Crude oil is considered to be one of the most important commodities in the global economy. It is versatile in its uses and helps industrialize economies. A variety of things from plastics to rubber and machinery uses crude oil or its byproduct, making it a crucial element in the raw materials for many businesses in the economy.
Hence it is no surprise that the stock market is often influenced by the price of oil. It can affect an individual investor or have a domino effect on the stock market. Here are some of the ways oil prices affect the stock market:
How do oil prices affect the stock market?
– Profitability of oil companies
The oil business has two main components to it, the upstream and downstream business.
The upstream business is involved in the drilling of oil wells and the manufacture of crude oil in industries. Examples of such businesses include Oil India and Shell. When these companies are profitable it usually results in high stock market prices because the crude oil manufactured by these companies is the raw material for many businesses.
If upstream companies find it hard to drill for oil and face an increase in research and development costs, it could have an adverse effect on the value of the oil company’s stock.
The second type of oil business is the downstream business. These are corporations involved in the distribution and retail function of crude oil. They are in control of your local gas stations such as Indian Oil and Bharat Petroleum. These companies find low crude oil prices beneficial as they can now purchase crude oil at a low price from upstream companies.
– Consumer Demand
Almost everything that a person consumes is tied to oil such as electricity or fuel for their cars.
An increase in the price of oil can raise the daily living costs for people, reducing the amount of money they have available to spend on other goods and services such as electronics or clothing. The revenue of these companies decreases as consumer demand for their goods and services falls. The negative effect on the earning of firms lowers the value of their stock.
Alternatively, a decrease in oil prices has the opposite effect. When consumers spend less on fuel, it gives them more money for other goods and services. The increase in demand raises earnings and has a positive impact on the stock market.
– Profitability of other industries
Since all businesses use a byproduct of oil, an increase or decrease in the price of oil can indirectly affect them as well.
If the price of oil increases, a delivery services company will face higher fuel costs. These costs will be translated to consumers as high prices for their services. The low earnings of the company will result in low stock prices for the industry.
Likewise, if oil prices decrease, the companies can charge lower prices to consumers and have high profitability and higher share prices. In reality, however, companies rarely lower the prices of goods and services if the price of raw materials has decreased.
– Impact on Inflation
The price of oil can directly or indirectly increase or decrease costs of goods and services in the economy and can result in inflation. In the United States, the price of oil is not considered a factor when the inflationary rate is calculated but its price can cause a ripple effect in the economy through industries that use crude oil as a raw material.

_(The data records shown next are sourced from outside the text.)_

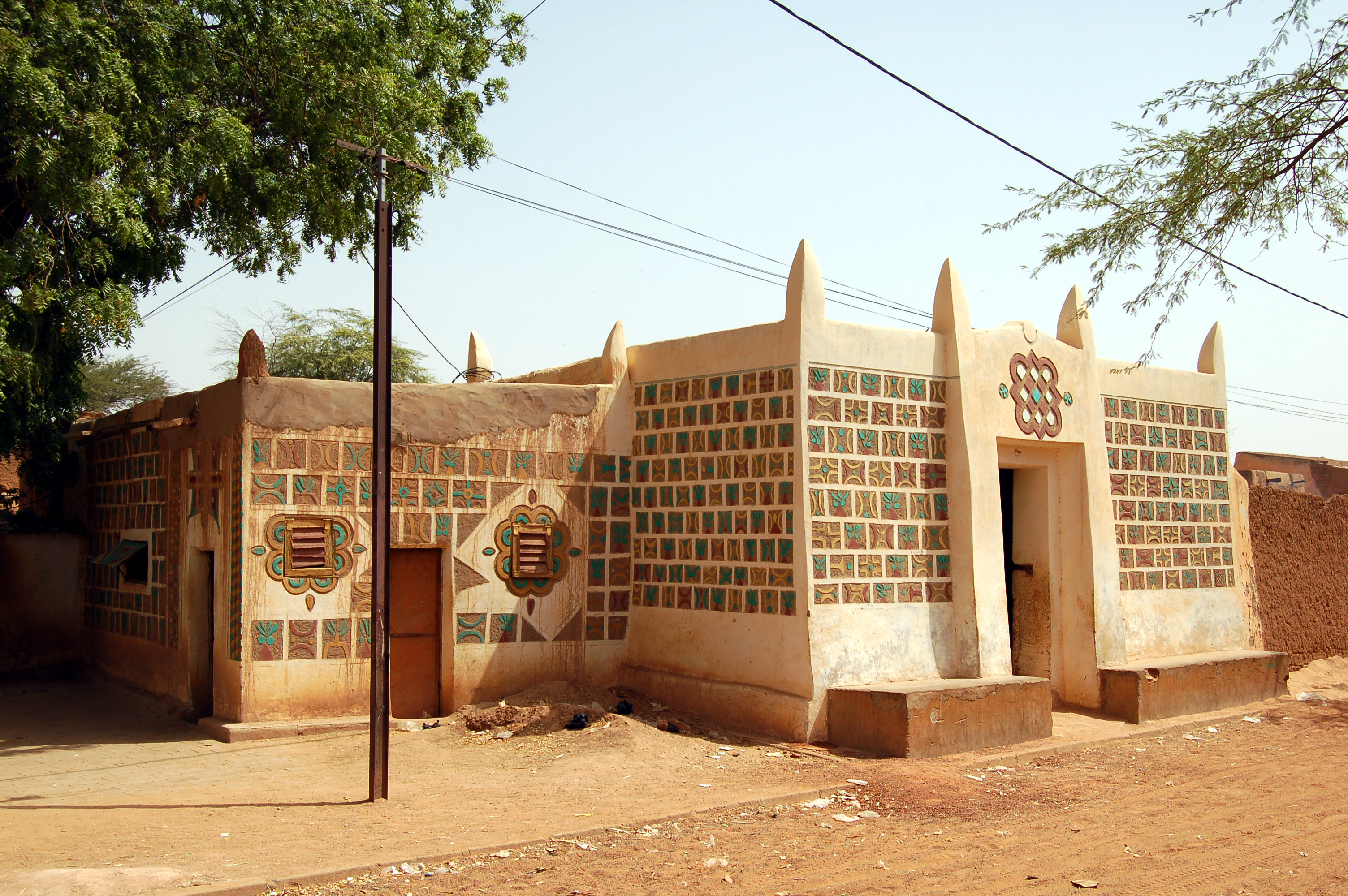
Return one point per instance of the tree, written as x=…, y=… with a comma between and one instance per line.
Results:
x=1272, y=158
x=115, y=384
x=130, y=129
x=335, y=344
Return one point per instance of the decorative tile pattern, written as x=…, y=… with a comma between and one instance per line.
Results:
x=713, y=499
x=879, y=506
x=1034, y=388
x=1169, y=483
x=129, y=488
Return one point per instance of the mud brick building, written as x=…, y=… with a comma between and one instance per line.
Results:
x=905, y=541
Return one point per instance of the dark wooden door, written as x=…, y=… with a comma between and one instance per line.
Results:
x=414, y=634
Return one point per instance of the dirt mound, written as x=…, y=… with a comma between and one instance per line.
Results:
x=486, y=720
x=1327, y=677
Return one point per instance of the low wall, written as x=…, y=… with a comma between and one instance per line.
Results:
x=39, y=601
x=1301, y=572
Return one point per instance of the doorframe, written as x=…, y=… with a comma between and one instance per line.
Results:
x=201, y=630
x=444, y=657
x=1072, y=662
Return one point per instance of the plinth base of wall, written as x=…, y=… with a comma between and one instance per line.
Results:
x=743, y=706
x=940, y=716
x=1191, y=684
x=235, y=732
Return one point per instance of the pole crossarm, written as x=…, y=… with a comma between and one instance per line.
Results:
x=356, y=147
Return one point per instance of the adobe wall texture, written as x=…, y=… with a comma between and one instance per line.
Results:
x=1301, y=570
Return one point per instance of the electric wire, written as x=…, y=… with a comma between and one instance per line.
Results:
x=429, y=341
x=1281, y=410
x=707, y=236
x=677, y=248
x=1284, y=395
x=1046, y=166
x=184, y=293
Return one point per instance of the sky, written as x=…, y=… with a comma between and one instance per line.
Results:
x=735, y=121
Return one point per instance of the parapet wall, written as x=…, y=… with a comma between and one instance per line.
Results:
x=1301, y=570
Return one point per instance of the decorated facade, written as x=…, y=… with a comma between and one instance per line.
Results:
x=751, y=525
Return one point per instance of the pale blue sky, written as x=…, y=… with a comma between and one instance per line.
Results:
x=732, y=119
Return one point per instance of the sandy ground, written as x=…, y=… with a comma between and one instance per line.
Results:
x=1250, y=808
x=1238, y=808
x=94, y=778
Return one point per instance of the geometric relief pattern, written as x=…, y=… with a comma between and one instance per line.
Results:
x=712, y=500
x=1034, y=386
x=879, y=507
x=130, y=488
x=433, y=484
x=274, y=561
x=1169, y=483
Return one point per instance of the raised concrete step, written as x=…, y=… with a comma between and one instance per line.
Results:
x=1169, y=686
x=940, y=716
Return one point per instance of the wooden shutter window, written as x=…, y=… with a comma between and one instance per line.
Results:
x=308, y=547
x=533, y=551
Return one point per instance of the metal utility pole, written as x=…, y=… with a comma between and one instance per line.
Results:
x=382, y=494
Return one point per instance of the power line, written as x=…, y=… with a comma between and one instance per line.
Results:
x=184, y=293
x=677, y=248
x=1045, y=165
x=1291, y=413
x=1284, y=395
x=707, y=236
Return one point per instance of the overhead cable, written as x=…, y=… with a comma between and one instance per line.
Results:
x=1050, y=168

If oil prices rise, it can increase the cost of living for individuals, putting a pressure on wage rates to make up for this. The high labor costs increase the costs of goods and services and increase the rate of inflation in the economy as each dollar can now buy fewer goods and services. When inflation rises the stock prices of the industry decline.
Also read:
- The Relationship Between Oil Prices & Inflation -Investopedia
- The impact of rising oil prices on Indian economy
– Effect on Imports
For countries such as India that import almost 80 percent of its crude oil, a decrease in the price of oil is beneficial because it decreases imports expenditure and stabilizes the exchange rate of the currency.
However, a reduction in oil prices isn’t always great for the stock market. There is a positive relationship between the Foreign Direct Investment and the price of oil. When the price of oil goes up, oil-rich countries invest in emerging oil markets like India. However, when prices go down, they withdraw their investments.
Hence with a fall in oil prices, few foreign investors will invest their money in the Indian stock markets resulting in a negative impact on stock prices.
Conclusion
The versatility of the crude oil has made it an influential factor in the increase and decrease of stock prices. The price of oil not only affects the stock of oil companies but also the stocks of industries that use it a byproduct of it.
While the exact amount of influence it has on stock prices cannot be calculated, the price of this commodity can increase or decrease the total costs of production of many goods and services. This can affect the amount of goods people consume to exchange rate and the level of foreign direct investment which collectively affect the stock prices in an economy.
Needless to say, the price of crude oil has the ability to affect the level of investment in the economy and influence stock prices.